Snow marked the leading edge of warm and moist air surging in for many communities in Central and Northern New England - and parts of Southern New England, too - but this happened with a southerly wind which means it's not long to last in the most Central and Southern areas. Nonetheless, reports of a solid coating to an inch are coming back from especially elevated inland terrain. Warm advection continues on a southerly wind overnight as dewpoints rise and temp is forced upward overnight will result in areas of fog that will be most dense along the South Coast. Fog and low clouds will start the day Tuesday but a pocket of drier air from 800 mb upward comes thru midday onward and should induce breaks in the overcast, esp with the assistance of downsloping flow. With such a mild air in place - producing highs in the 50s and 60s today under plenty of clouds to our south and west - it should be easy to break 60 where the sun emerges and widespread 50s are anticipated elsewhere. Convective available potential energy (CAPE) climbs to over 250 J/kg in Western New England in advance of the vorticity maximum that will fire a line of convection to our west that should carry into New England during the afternoon and evening. These prefrontal storms should come in two rounds - and I'm uncertain of which one will have the best focus. The first is with a mid-level shortwave riding ahead of the main energy center and ahead of the surface front. This will have less instability to work with as it moves from 18Z in Western New England to a position off the coast by 00Z. At least some convective activity seems likely with this line. The next comes along the surface front, which will feature great low level convergence and available surface based instability, but drier air aloft and lower topped convection. Any storms that do develop in the first round will feed off of a moist sounding to produce heavy downpours and the potential for wet microbursts in an environment featuring 50-60+ kt winds through a very deep layer of the atmosphere, mostly unidirectional out of the southwest, implying straight-line wind damage is a threat with the afternoon convection from 18Z onward, and winds will remain strong for the evening line, too.
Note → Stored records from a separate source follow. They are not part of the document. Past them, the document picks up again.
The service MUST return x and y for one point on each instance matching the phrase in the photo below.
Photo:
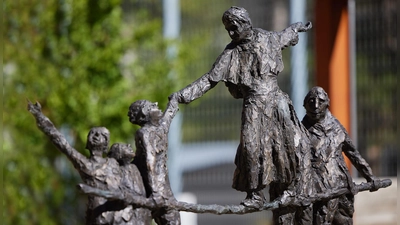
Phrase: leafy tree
(85, 65)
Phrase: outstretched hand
(35, 109)
(374, 184)
(299, 27)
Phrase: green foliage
(85, 66)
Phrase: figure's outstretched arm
(48, 128)
(290, 37)
(359, 162)
(208, 81)
(195, 90)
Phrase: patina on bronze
(273, 143)
(151, 155)
(329, 139)
(301, 162)
(99, 172)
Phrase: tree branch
(140, 201)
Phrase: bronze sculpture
(330, 139)
(131, 181)
(249, 66)
(302, 165)
(95, 171)
(151, 155)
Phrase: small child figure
(151, 154)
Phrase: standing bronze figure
(329, 139)
(95, 171)
(271, 135)
(151, 155)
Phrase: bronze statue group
(300, 161)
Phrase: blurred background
(85, 61)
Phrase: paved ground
(377, 208)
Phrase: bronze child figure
(329, 139)
(151, 155)
(95, 171)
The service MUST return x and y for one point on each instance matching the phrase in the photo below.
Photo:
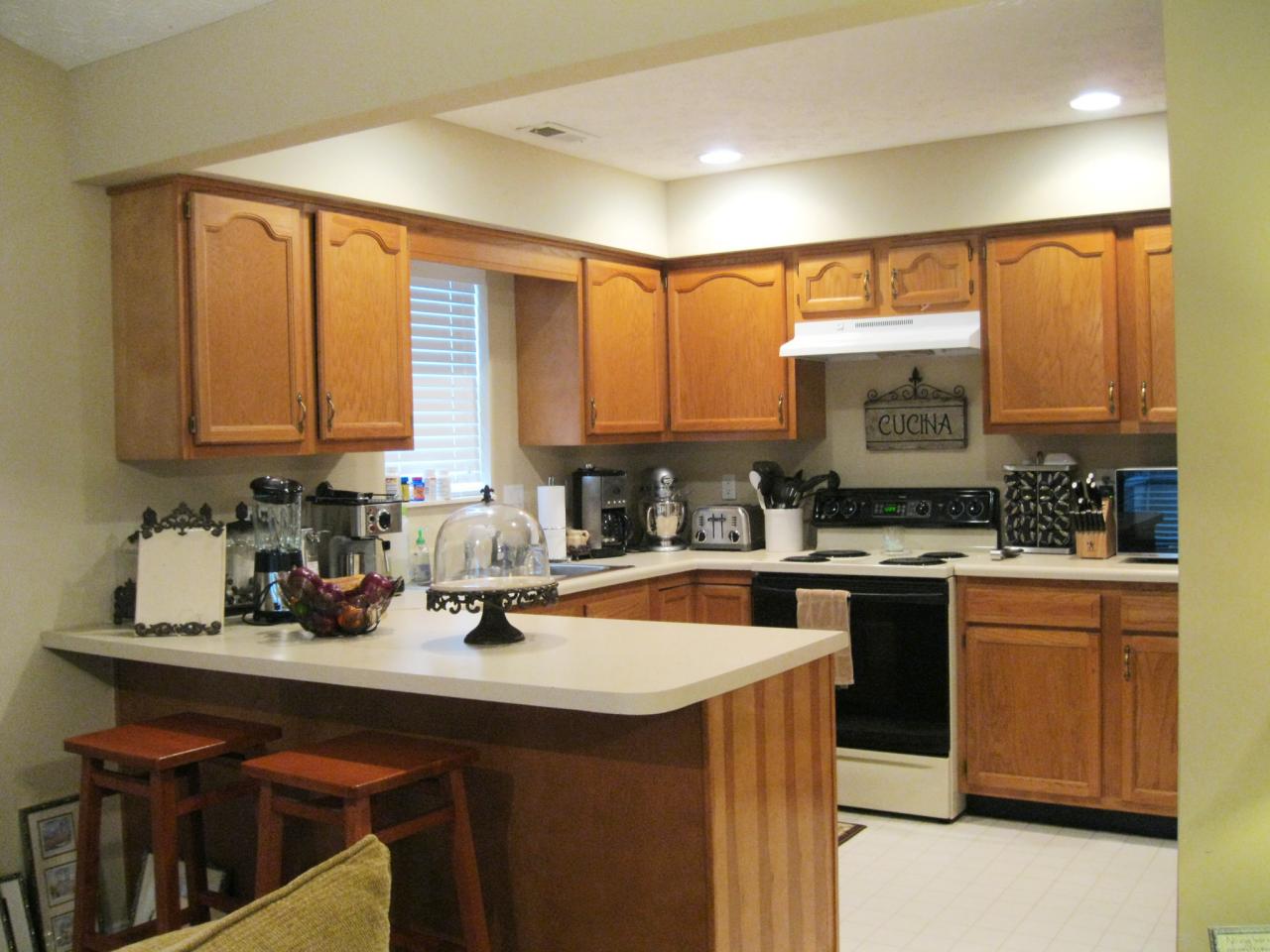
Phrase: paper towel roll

It's over Tuesday night and dry/cool advection settles in for a nice Wed/Thu. Next storm has huge differences between the guidance for Friday, with the ECMWF, Canadian GEM and GFS running the gamut, but most agree on a healthy tropical tap into New England for developing precip. The concern I have is lingering cold in Northern New England so I've kept a chance of some snow there.
Matt
This would be the areas first Spring thunderstorm assuming Matt isn't playing us for fools.